En el marco de la Sexta Cumbre Ministerial Mundial sobre Seguridad del Paciente celebrada en Santiago de Chile en el mes de abril de 2024 se ha dado a conocer la primera Carta de Derechos de Seguridad de Paciente, a nivel mundial, a iniciativa de la Organización Mundial de la Salud (OMS).
Los objetivos del nuevo documento pasan por los siguientes aspectos clave: afirmar la seguridad del paciente como un derecho fundamental del paciente, para todos, en todas partes; identificar los derechos clave de seguridad del paciente que los trabajadores de salud y los líderes sanitarios deben defender para planificar, diseñar y prestar servicios de salud seguros; promover una cultura de seguridad, equidad, transparencia y rendición de cuentas dentro de los sistemas de salud; empoderar a los pacientes para que participen activamente en su propia atención como socios y para hacer valer su derecho a una atención segura; apoyar el desarrollo e implementación de políticas, procedimientos y mejores prácticas que fortalezcan la seguridad del paciente; y reconocer la seguridad del paciente como un componente integral del derecho a la salud; proporcionar orientación sobre la interacción entre el paciente y el sistema de salud en todo el espectro de servicios de salud, incluidos los cuidados de promoción, protección, prevención, curación, rehabilitación y paliativos; reconocer la importancia de involucrar y empoderar a las familias y los cuidadores en los procesos de atención médica y los sistemas de salud a nivel nacional, subnacional y comunitario.

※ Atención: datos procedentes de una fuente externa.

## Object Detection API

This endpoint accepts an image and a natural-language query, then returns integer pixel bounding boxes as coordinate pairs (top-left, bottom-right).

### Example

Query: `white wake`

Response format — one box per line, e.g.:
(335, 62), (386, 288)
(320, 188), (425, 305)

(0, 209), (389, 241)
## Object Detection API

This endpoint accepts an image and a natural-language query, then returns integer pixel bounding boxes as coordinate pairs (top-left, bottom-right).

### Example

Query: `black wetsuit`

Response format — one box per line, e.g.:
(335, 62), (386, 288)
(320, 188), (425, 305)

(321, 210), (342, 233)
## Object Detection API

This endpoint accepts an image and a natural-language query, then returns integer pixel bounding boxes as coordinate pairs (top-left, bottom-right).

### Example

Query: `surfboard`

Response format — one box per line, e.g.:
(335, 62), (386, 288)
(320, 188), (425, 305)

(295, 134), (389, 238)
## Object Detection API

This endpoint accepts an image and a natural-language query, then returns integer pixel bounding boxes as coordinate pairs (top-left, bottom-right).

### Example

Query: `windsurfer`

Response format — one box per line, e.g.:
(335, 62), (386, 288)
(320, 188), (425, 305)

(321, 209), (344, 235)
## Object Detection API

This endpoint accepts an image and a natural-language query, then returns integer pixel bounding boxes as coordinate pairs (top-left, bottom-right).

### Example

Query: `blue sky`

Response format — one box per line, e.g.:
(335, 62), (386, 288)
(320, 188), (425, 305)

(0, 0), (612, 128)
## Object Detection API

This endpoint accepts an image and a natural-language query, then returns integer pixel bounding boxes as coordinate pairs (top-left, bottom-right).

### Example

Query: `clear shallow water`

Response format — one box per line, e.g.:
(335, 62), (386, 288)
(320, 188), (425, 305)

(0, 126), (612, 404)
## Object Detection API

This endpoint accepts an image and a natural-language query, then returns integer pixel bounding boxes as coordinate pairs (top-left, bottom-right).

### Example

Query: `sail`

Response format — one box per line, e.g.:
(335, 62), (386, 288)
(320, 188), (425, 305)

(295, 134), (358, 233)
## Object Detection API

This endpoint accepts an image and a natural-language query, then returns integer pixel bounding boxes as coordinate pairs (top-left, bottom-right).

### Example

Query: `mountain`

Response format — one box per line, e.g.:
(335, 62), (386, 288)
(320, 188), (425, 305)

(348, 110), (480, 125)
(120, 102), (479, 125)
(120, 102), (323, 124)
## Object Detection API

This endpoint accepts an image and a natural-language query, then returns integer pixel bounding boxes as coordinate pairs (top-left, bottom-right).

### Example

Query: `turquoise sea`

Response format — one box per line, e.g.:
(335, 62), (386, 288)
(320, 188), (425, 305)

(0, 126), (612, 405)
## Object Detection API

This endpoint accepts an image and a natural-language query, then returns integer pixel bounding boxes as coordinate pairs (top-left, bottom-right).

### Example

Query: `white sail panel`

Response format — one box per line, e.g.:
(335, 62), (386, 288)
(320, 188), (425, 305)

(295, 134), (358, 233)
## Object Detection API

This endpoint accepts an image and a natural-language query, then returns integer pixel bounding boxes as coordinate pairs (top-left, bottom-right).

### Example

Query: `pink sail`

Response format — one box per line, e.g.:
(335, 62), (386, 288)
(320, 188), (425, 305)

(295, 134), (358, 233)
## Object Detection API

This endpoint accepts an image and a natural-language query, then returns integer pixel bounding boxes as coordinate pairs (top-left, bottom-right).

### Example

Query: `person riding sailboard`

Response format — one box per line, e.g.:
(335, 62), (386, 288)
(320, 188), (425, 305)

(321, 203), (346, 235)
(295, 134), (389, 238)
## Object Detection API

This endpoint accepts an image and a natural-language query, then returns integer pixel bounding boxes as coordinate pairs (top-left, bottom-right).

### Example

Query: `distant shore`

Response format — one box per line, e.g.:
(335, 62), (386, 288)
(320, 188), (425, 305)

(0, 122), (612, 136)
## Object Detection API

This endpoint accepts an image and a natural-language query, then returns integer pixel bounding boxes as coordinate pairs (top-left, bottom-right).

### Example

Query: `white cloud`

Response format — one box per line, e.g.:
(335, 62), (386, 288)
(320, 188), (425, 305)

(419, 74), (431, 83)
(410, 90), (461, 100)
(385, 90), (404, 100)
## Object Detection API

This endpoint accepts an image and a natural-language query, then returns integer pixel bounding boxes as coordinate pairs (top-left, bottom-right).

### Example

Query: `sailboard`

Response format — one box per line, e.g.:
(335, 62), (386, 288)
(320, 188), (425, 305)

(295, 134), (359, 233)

Y ello porque la seguridad del paciente responde al primer principio fundamental de la atención sanitaria: “No hacer daño” (Primum non nocere). Y esto enlaza con la importancia de la prevención cuaternaria, pues cabe no olvidar que uno de los principales agentes de daño somos los propios profesionales sanitarios, por lo que hay que prevenirse del exceso de diagnóstico, tratamiento y prevención sanitaria.

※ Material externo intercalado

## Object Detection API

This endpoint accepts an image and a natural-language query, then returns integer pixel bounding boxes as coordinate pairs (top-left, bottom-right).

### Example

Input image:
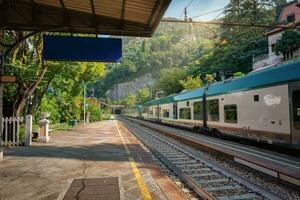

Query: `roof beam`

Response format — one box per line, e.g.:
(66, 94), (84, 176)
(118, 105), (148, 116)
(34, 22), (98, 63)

(90, 0), (98, 32)
(147, 0), (172, 35)
(120, 0), (126, 29)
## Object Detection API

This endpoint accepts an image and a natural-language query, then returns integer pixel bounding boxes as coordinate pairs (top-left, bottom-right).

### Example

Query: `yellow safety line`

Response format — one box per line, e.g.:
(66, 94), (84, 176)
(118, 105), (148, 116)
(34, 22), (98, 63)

(114, 121), (152, 200)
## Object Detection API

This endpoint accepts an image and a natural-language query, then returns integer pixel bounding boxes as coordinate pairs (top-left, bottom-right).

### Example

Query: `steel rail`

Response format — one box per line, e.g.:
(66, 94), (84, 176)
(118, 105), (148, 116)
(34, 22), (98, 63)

(120, 118), (284, 200)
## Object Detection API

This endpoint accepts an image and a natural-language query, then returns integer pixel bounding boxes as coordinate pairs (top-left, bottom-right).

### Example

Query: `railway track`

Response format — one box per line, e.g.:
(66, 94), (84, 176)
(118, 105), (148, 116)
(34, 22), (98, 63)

(120, 118), (284, 200)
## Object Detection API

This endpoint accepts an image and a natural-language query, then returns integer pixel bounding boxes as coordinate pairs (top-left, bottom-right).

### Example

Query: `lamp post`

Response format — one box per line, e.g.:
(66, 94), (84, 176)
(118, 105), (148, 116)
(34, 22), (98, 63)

(83, 82), (86, 125)
(0, 29), (4, 161)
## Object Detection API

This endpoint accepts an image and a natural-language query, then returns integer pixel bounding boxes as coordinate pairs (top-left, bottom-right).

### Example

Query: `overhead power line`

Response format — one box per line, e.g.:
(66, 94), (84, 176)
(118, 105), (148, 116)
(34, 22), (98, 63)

(191, 7), (225, 19)
(161, 18), (299, 29)
(179, 0), (194, 18)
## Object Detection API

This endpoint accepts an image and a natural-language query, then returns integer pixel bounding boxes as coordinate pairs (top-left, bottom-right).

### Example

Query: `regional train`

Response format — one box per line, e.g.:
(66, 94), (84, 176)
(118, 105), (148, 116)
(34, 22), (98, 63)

(123, 61), (300, 148)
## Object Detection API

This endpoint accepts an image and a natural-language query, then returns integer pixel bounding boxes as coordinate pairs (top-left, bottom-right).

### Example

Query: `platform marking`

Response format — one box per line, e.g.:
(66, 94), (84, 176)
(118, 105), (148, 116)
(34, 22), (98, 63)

(114, 121), (152, 200)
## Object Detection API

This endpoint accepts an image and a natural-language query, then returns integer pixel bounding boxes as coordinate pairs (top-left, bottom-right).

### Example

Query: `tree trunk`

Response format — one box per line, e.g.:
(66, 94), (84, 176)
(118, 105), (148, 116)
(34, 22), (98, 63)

(14, 62), (47, 117)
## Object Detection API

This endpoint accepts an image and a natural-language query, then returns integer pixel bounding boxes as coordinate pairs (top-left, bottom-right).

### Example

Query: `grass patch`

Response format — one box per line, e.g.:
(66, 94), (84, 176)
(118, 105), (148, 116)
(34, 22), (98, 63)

(50, 123), (72, 132)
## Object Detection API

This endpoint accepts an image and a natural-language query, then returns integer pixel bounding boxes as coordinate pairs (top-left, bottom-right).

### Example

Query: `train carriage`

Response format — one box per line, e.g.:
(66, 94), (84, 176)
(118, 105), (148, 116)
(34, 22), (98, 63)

(123, 61), (300, 146)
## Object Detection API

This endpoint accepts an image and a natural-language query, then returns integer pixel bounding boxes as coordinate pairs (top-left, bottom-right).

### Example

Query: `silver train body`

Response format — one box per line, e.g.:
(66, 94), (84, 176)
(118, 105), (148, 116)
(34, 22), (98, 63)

(124, 62), (300, 147)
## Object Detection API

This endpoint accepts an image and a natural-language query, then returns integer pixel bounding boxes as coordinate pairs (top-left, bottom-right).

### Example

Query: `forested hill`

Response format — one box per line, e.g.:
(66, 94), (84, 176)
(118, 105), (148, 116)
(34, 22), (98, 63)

(93, 0), (286, 102)
(94, 23), (215, 97)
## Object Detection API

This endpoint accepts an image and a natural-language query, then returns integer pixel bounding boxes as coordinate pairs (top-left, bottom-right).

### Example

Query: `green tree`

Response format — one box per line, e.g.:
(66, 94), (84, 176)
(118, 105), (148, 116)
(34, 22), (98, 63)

(136, 87), (151, 104)
(122, 93), (137, 107)
(179, 76), (203, 90)
(275, 30), (300, 60)
(156, 68), (185, 95)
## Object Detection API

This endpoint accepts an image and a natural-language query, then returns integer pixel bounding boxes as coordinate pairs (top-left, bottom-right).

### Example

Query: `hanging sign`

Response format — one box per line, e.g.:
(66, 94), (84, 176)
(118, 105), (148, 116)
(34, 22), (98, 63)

(43, 35), (122, 62)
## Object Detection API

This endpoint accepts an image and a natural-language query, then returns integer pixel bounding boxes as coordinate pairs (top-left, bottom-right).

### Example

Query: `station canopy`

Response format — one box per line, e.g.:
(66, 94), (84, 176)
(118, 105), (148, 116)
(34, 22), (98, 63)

(0, 0), (171, 37)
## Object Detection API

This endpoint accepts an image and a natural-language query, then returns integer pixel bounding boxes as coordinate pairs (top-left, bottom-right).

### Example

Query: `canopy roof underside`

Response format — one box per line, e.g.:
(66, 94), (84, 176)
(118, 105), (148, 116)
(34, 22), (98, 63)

(0, 0), (171, 36)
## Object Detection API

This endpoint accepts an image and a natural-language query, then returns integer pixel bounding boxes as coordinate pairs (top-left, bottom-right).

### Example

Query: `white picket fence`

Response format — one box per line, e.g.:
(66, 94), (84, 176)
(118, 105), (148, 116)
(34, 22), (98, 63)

(1, 117), (24, 146)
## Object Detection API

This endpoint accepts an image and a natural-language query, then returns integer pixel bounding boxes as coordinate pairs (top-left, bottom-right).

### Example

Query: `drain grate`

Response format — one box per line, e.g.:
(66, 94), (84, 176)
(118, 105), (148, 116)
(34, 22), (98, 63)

(64, 177), (120, 200)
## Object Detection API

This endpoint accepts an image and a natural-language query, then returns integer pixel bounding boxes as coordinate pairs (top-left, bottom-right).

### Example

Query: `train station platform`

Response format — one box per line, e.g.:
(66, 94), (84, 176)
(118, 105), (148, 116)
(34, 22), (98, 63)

(126, 118), (300, 186)
(0, 120), (185, 200)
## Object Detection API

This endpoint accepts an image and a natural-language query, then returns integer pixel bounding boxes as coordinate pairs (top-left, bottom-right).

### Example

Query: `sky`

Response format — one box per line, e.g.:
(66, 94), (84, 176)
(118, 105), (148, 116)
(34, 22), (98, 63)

(164, 0), (229, 21)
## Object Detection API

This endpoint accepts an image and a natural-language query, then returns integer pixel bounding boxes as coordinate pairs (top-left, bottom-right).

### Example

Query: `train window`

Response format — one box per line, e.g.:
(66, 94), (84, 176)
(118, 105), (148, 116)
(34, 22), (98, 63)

(179, 108), (191, 119)
(193, 101), (203, 120)
(163, 109), (170, 118)
(293, 90), (300, 129)
(207, 99), (219, 121)
(224, 104), (237, 123)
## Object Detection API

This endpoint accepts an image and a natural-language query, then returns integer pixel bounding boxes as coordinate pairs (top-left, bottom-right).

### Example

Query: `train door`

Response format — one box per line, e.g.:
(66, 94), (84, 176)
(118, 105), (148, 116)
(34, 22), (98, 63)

(173, 103), (178, 119)
(289, 82), (300, 145)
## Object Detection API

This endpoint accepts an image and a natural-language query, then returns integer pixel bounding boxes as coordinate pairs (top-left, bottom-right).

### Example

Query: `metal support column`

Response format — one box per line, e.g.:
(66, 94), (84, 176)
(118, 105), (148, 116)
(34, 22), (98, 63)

(0, 30), (4, 161)
(83, 82), (86, 125)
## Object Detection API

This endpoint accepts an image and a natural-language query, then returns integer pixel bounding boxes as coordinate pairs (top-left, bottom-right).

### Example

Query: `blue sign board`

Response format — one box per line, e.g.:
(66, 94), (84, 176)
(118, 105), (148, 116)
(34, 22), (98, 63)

(43, 35), (122, 62)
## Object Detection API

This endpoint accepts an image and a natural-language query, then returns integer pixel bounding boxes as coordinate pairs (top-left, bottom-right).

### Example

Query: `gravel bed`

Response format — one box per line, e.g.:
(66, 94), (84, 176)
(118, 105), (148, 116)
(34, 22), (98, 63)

(138, 132), (203, 200)
(155, 129), (300, 200)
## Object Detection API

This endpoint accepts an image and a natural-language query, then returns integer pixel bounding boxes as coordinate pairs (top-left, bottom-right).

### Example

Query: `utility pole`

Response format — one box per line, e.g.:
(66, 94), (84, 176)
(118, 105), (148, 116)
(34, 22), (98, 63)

(83, 82), (86, 125)
(0, 30), (4, 161)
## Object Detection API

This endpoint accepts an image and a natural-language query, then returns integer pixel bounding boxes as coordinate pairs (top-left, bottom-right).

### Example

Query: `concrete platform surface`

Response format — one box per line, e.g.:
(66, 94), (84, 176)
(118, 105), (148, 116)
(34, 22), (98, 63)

(0, 120), (184, 200)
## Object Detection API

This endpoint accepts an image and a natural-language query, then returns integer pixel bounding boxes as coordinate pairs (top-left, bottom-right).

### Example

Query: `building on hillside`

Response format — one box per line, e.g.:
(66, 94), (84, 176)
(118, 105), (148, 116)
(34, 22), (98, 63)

(253, 0), (300, 70)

Compartimos el documento abajo, estos son los 10 derechos fundamentales de seguridad del paciente descritos en la Carta:
1. Atención oportuna, eficaz y adecuada
2. Procesos y prácticas seguras de atención de salud
3. Trabajadores de salud calificados y competentes
4. Productos médicos seguros y su uso seguro y racional
5. Instalaciones de atención médica seguras y protegidas
6. Dignidad, respeto, no discriminación, privacidad y confidencialidad
7. Información, educación y toma de decisiones apoyada
8. Acceder a registros médicos
9. Ser escuchado y resolución justa
10. Compromiso del paciente y la familia
Que así sea. Y el compromiso pase del escrito a la realidad.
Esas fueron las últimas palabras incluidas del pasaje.